Gibt es Kranke, gibt es Streit. Wenn Masern ausbrechen, ist der Zwist besonders groß. Die gefährliche Krankheit könnte längst ausgerottet sein, trotzdem kehrt sie regelmäßig zurück. Niesen genügt, damit sich die Viren verbreiten. So wie am 11. Jänner, als ein Jugendlicher in der Ambulanz der Kinderklinik Graz acht Babys ansteckte. Seitdem steigt die Zahl der Infizierten täglich weiter. 28 Menschen sind allein im Jänner in Österreich an Masern erkrankt.

Die Rechnung wäre einfach: Sind 95 Prozent der Bevölkerung geimpft, breitet sich das Virus nicht weiter aus. Dann sind auch jene sicher, die nicht geimpft werden können – Babys sowie Menschen mit bestimmten Erkrankungen und geschwächtem Immunsystem. Doch weniger als 90 Prozent der Österreicher sind geschützt. Wie gefährlich das ist, hat das Vorjahr gezeigt. In der EU wurden fast 13.000 Masernfälle registriert – und 35 Tote. "Diese 35 sinnlosen Toten zeigen, wie gefährlich das Virus sein kann, wenn wir es nicht aufhalten", sagt Heidemarie Holzmann, Virologin an der Med-Uni Wien.

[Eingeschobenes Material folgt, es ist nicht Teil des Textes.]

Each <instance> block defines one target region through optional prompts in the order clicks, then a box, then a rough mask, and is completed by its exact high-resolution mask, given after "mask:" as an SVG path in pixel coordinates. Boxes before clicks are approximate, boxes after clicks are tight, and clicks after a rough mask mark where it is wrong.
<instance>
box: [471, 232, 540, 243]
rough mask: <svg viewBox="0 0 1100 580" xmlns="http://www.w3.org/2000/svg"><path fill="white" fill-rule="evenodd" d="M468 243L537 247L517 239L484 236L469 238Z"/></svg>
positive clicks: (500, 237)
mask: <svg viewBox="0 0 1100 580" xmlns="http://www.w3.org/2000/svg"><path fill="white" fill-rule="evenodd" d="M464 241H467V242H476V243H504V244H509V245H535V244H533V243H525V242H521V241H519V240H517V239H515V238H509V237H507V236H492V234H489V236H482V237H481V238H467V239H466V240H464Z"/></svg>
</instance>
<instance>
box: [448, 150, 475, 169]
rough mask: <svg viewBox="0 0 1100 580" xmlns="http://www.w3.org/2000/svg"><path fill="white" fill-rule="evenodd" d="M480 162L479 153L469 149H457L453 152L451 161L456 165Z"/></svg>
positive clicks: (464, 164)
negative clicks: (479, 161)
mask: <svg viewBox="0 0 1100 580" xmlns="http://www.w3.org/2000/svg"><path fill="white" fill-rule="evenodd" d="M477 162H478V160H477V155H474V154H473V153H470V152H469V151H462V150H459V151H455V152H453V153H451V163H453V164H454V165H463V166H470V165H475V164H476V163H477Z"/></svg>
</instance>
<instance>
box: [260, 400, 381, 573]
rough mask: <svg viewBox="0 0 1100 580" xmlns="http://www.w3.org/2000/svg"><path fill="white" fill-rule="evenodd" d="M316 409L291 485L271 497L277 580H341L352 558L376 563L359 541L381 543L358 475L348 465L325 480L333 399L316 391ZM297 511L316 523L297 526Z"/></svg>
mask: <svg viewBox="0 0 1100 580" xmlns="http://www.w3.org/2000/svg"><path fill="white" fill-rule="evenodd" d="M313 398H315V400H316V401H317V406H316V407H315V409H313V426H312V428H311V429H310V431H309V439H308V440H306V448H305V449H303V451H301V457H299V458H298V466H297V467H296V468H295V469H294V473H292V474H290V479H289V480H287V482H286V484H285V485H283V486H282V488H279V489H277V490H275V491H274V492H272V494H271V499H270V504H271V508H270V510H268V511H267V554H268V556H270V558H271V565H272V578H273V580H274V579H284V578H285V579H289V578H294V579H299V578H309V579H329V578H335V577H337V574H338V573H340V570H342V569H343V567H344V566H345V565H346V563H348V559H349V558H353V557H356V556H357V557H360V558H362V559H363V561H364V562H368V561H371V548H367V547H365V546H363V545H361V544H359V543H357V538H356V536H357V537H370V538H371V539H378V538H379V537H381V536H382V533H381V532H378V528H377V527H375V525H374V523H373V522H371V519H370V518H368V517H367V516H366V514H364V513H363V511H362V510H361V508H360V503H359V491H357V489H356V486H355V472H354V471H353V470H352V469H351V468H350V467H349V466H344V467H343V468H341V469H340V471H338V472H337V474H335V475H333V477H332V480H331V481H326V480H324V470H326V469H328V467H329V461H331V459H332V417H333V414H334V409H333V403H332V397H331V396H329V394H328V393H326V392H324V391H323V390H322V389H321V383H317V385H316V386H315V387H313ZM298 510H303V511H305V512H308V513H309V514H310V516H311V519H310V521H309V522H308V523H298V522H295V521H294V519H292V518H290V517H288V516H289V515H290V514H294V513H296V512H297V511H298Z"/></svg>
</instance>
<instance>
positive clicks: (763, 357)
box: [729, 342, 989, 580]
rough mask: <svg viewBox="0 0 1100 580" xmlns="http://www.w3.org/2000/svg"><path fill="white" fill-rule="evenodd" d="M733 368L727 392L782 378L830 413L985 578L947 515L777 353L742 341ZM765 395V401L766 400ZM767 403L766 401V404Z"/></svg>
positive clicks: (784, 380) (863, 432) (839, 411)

Bis in das Jahr 2014 waren Zahlen zur Durchimpfung in Österreich wenig belastbar. Zwar kannte man im Gesundheitsministerium die Menge der verteilten Impfdosen, doch nicht, wie viele davon für die Erst- oder die Zweitimpfung – die für einen vollständigen Schutz vor Mumps, Masern und Röteln notwendig ist – verwendet wurden. Immer wieder wurde Österreich daran erinnert, dass die Daten mangelhaft seien. Die TU Wien entwickelte schließlich ein mathematisches Modell, um Zahlen zu errechnen.

Das Resultat war ernüchternd: Von den Zwei- bis Fünfjährigen hatten 81 Prozent beide Impfdosen erhalten, von den Sechs- bis Neunjährigen 89 Prozent. Unter den jungen Erwachsenen zwischen 15 und 30 Jahren sind gerade einmal 70 Prozent ausreichend geimpft. Eine halbe Million junger Österreicher kann sich also mit dem Virus anstecken und es verbreiten.

Die niedrigen Impfraten und der Mangel an Daten haben zum Teil einen gemeinsamen Grund: Das Gesundheitssystem. Manche Aufgaben sind Bundessache, manche in der Hoheit der Länder, für andere sind die Kassen zuständig. Daten werden nicht ausgetauscht, die Regeln rund ums Impfen sind überall anders. Für Schulärzte etwa gehören Impfungen nicht zur Routine. Seit dem Vorjahr sind sie zwar dazu verpflichtet, doch wurde diese Bestimmung in den Ländern nur teils umgesetzt. Immer wieder tauchen Fragen über die Haftung auf oder über Lagerung und Transport der Impfstoffe.

Dazu kommt die Vergesslichkeit: "Zum Teil ist kein Bewusstsein mehr dafür vorhanden, wie schwerwiegend diese Krankheit ist", sagt Rudolf Schmitzberger, Kinderarzt und Leiter des Impfreferats der Ärztekammer. "Der verfehlte Begriff Kinderkrankheit klingt verharmlosend."

Das Ziel der Weltgesundheitsorganisation, Masern bis 2020 auszurotten, rückt immer weiter in die Ferne. Gleichzeitig steigt die Zahl der Impfgegner. Dabei ist die Gruppe überschaubar. Laut einer Studie des Karl Landsteiner Instituts aus dem Jahr 2012 macht sie nur vier bis fünf Prozent der Eltern aus. Doch ihre Ablehnung des Impfschutzes hat Folgen. Wissenschaftler der Uni Graz untersuchten einen Masernausbruch, der vor vier Jahren zu 19 Erkrankten in der Steiermark führte. In 14 Fällen waren die Eltern erklärte Impfgegner und "für die Verbreitung der Masern verantwortlich".

Wer mit Impfgegnern diskutiert, stößt auf wiederkehrende falsche Argumente. Die Wissenschaft hat in der Debatte keinen Platz – außer sie passt ins Konzept. Wie eine Studie, die im Jahr 1998 eine Verbindung zwischen dem Masern-Mumps-Röteln-Impfstoff und Autismuserkrankungen gefunden haben wollte. Die Studie war gefälscht, der Autor hat in Großbritannien mittlerweile Berufsverbot. Die Behauptung von damals wird trotzdem gerne weiter verbreitet.